Je m’appelle Marie Fleurette Beaudoin. Je viens du milieu des médias. Je suis passionnée de conte et de littérature orale, et j’ai l’honneur de diriger la maison d’édition québécoise Planète rebelle depuis près de 20 ans.

 

2. Veuillez décrire rapidement le programme d’édition audio de Planète rebelle.

Nos auteurs et autrices sont avant tout conteurs et conteuses. Leurs paroles s’écoutent plus qu’elles ne se lisent. Nous travaillons donc toujours à partir de la voix pour produire le texte. C’est pour cela que l’édition audio est indissociable de l’édition papier. La majeure partie de nos livres  s’accompagnent de versions sonores CD, mp3 et, à partir de cet automne, de balados.

 

3. Planète rebelle publie depuis longtemps des documents audio. Quelle partie du programme vous rend la plus fière ?

Parmi notre offre adulte et jeunesse, une collection me tient particulièrement à cœur. La collection Conter fleurette, que j’ai fondée dès mon arrivée, réunit des livres-CD de conte pour les 3 à 8 ans.
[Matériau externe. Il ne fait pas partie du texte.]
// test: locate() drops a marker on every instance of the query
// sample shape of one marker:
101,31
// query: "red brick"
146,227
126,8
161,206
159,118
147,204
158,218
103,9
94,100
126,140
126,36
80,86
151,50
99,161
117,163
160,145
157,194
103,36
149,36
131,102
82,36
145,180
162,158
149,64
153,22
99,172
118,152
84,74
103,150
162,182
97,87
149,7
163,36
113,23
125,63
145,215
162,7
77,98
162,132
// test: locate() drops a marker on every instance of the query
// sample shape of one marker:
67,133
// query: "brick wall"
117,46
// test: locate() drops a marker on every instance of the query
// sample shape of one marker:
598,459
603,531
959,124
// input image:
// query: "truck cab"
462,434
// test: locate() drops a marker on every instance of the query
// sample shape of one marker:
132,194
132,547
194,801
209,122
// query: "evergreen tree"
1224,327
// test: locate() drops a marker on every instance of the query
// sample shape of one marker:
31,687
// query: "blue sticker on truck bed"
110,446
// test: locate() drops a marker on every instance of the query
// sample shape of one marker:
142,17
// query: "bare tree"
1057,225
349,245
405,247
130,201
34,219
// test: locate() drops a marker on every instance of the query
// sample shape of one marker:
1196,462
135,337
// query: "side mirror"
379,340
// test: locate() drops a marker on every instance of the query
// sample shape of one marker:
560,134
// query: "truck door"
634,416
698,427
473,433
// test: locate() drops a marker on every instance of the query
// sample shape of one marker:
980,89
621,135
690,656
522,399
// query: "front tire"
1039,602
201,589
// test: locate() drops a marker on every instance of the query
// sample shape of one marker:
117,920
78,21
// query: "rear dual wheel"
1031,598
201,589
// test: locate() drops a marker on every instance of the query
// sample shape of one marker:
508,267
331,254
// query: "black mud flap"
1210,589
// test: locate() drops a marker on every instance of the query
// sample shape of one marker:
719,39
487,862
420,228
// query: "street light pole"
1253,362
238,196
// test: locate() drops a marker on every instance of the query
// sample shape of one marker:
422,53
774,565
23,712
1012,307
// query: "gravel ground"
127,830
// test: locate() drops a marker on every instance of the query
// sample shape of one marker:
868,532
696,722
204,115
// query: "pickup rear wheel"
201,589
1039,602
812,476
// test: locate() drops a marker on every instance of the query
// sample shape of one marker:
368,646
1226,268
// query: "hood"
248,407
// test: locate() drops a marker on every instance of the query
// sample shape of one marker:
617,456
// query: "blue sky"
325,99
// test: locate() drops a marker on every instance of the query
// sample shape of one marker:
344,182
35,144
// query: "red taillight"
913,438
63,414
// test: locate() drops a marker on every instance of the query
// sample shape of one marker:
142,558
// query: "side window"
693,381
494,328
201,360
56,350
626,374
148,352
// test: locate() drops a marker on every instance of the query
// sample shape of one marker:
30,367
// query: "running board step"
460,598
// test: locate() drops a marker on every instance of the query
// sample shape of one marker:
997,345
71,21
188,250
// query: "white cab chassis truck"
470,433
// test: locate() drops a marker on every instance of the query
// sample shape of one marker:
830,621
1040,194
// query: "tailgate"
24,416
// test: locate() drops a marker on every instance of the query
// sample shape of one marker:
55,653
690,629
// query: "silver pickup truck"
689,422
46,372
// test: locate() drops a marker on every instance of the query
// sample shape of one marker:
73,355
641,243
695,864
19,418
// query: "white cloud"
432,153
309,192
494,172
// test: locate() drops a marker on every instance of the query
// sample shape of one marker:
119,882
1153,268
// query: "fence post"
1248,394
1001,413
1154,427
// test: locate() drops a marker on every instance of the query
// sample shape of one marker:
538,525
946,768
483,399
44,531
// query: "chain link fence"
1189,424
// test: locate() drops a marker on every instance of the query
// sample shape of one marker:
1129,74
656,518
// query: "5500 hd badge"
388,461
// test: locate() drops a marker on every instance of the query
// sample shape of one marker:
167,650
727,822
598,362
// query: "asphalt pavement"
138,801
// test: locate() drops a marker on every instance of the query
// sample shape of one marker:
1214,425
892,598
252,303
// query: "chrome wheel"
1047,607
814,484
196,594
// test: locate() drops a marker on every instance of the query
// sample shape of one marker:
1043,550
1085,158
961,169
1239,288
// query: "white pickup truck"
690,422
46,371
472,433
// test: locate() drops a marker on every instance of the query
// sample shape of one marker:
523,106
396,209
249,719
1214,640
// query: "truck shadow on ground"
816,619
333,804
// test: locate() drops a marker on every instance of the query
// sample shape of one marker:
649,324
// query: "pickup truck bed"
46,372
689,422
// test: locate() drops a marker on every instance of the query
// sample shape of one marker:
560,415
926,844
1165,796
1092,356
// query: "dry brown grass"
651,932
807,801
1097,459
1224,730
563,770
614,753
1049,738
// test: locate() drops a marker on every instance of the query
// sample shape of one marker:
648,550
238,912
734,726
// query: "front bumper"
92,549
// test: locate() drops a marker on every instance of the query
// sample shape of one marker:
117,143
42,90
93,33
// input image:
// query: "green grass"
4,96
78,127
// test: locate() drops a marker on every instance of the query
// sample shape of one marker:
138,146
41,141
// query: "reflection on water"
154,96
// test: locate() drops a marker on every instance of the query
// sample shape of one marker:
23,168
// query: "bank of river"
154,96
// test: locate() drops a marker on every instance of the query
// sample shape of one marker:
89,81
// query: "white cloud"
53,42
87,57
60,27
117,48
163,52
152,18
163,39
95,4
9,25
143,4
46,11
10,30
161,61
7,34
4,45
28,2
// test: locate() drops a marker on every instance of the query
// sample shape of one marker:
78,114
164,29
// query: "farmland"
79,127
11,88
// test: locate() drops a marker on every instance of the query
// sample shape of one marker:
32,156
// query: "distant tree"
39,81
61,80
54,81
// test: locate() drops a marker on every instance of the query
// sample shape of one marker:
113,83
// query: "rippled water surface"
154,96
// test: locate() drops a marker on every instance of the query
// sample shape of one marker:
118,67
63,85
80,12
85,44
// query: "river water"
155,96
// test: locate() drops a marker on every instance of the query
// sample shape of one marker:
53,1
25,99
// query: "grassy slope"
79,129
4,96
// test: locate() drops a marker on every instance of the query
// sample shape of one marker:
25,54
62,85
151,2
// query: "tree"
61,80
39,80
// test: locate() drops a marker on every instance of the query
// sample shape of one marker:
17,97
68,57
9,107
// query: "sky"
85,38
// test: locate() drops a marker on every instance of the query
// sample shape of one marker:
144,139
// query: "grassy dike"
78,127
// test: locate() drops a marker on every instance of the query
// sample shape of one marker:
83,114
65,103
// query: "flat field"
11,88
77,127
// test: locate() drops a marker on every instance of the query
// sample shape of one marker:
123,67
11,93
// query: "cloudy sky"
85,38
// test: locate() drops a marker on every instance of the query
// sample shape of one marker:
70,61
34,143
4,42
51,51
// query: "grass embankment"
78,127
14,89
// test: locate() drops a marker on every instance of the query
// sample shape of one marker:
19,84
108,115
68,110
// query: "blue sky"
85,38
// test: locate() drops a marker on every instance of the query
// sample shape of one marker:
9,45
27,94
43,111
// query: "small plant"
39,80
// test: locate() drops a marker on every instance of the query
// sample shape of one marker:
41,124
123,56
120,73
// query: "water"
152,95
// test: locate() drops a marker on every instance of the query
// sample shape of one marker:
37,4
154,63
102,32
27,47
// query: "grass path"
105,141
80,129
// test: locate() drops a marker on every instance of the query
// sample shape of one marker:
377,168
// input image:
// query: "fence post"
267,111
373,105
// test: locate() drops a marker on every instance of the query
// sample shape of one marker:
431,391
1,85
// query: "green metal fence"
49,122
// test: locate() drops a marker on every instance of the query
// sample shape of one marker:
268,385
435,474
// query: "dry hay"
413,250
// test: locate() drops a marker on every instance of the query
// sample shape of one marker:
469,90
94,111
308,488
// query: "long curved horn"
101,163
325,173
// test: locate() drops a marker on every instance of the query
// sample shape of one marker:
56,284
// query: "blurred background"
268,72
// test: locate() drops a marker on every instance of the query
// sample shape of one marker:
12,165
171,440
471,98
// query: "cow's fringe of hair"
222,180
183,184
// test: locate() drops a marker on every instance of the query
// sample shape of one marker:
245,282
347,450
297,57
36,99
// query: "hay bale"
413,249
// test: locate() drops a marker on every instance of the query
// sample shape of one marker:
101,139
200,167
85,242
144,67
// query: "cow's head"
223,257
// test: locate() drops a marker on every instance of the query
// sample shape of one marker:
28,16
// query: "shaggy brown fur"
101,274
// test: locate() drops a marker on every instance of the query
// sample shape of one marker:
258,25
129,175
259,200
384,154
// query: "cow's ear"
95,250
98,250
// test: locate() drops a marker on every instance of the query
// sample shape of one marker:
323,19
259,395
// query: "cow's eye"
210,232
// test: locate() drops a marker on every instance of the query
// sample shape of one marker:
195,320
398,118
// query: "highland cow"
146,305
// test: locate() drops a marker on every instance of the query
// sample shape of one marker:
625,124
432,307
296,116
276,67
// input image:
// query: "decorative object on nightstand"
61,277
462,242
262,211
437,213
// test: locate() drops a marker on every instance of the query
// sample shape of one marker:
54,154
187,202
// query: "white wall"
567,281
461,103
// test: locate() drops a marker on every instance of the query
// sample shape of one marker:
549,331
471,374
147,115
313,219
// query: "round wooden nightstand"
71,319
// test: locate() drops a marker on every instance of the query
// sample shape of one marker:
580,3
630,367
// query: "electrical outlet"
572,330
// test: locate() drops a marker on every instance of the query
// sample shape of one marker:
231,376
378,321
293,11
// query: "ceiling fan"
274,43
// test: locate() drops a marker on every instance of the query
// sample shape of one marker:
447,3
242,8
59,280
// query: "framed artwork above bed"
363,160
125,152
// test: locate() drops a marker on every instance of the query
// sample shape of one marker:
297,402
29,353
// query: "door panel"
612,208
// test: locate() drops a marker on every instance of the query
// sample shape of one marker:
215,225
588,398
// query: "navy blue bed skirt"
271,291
Avec La Montagne secrète, nous avons été la première maison québécoise à nous insérer dans cette niche particulière qu’est le livre-CD jeunesse. Ce format est très intéressant à explorer, parce qu’il respecte parfaitement le rythme d’apprentissage du langage, de l’écoute à la lecture. Nos Conter fleurette procurent à l’enfant un petit temps de repos. C’est aussi une collection qui l’aide à devenir plus autonome, à développer ses qualités d’empathie, de spontanéité et d’imagination… Et tout ça grâce au talent des plus grands artistes du conte francophone !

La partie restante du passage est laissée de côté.